Liquidity and Capital Resources

         Unrestricted and restricted cash decreased by approximately $43.6
million (from $57.8 million to $14.2 million) when comparing June 30, 2000 to
the balance at December 31, 1999. The decrease in cash was primarily related to
the Impark transaction.


                                       5
<PAGE>   6

         The Trust's net cash provided by operating activities of $2.1 million
and net cash provided by financing activities of $61.5 million was more than
offset by the $104.8 million utilized for investing activities. Net cash
provided by financing activities included $96.0 million borrowed pursuant to
reverse repurchase agreements which were utilized to purchase U.S. Treasury
bills and to invest in HQ Global Workplaces. The Trust invests its excess cash
primarily in U.S. Treasury bills. The Trust also obtained a $42 million
non-recourse mortgage loan secured by the Trust's Park Plaza Mall property. Net
cash used in financing activities included $37.1 million of payments related to
the Impark spin-off, $14.6 million of cash dividends, $10.6 million to pay a
deferred obligation relating to the Huntington Garage, a $3.1 million penalty to
prepay the deferred obligation, a mortgage payment of $1.0 million, $.8 million
of mortgage amortization and $8.4 million to repurchase common and preferred
shares. Net cash utilized by investing activities consisted of the receipt of
$2.7 million of principal on two mortgage investments, proceeds from the sale of
fixed assets of $.2 million and net proceeds from sale of real estate of $2.5
million, which was offset by the excess of purchases over sales of U.S. Treasury
bills of $95.0 million, an investment in HQ Global Workplaces for $10 million
and $4.7 million of improvements to properties.

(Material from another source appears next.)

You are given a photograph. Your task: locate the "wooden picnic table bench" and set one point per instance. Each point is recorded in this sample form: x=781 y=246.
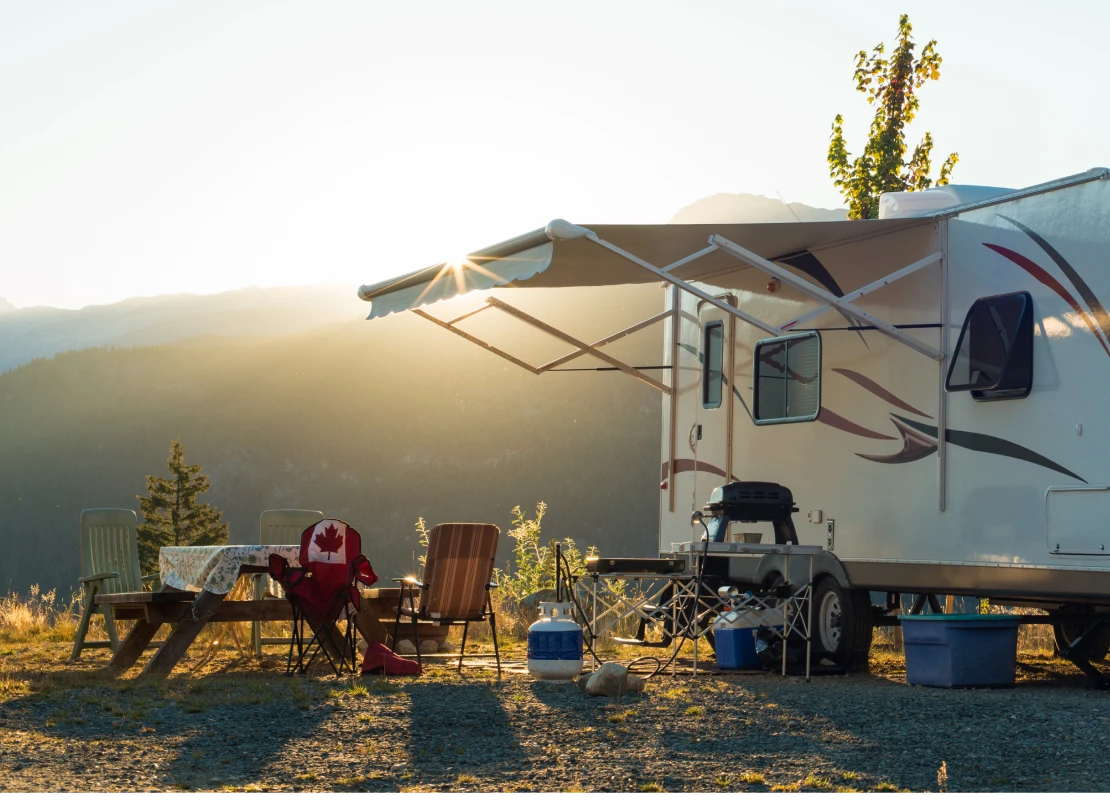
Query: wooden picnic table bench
x=189 y=611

         The Trust declared a dividend of $.7 million ($.525 per share) to
Series A Cumulative Preferred Shareholders in the second quarter of 2000. The
dividend was payable July 31, 2000 to shareholders of record at the close of
business on June 30, 2000. In addition, the Trust paid a dividend for the first
quarter of 2000 of $6.6 million ($.155 per share) to common shareholders and $.7
million ($.525 per share) to preferred shareholders in the second quarter of
2000 and paid 1999 dividends of the same amounts in the first quarter of 2000.

         No cash dividend for the second quarter was declared with respect to
the common shares. The Board of Trustees determined that, as of the end of the
second quarter, it is anticipated that based upon the Trust activities to date,
the Trust will have made sufficient distributions to meet the real estate
investment trust (REIT) qualification requirements with respect to distributions
provided in the Internal Revenue Code for year 2000 taxable income, excluding
gains from the contemplated sale of properties to the Management Company.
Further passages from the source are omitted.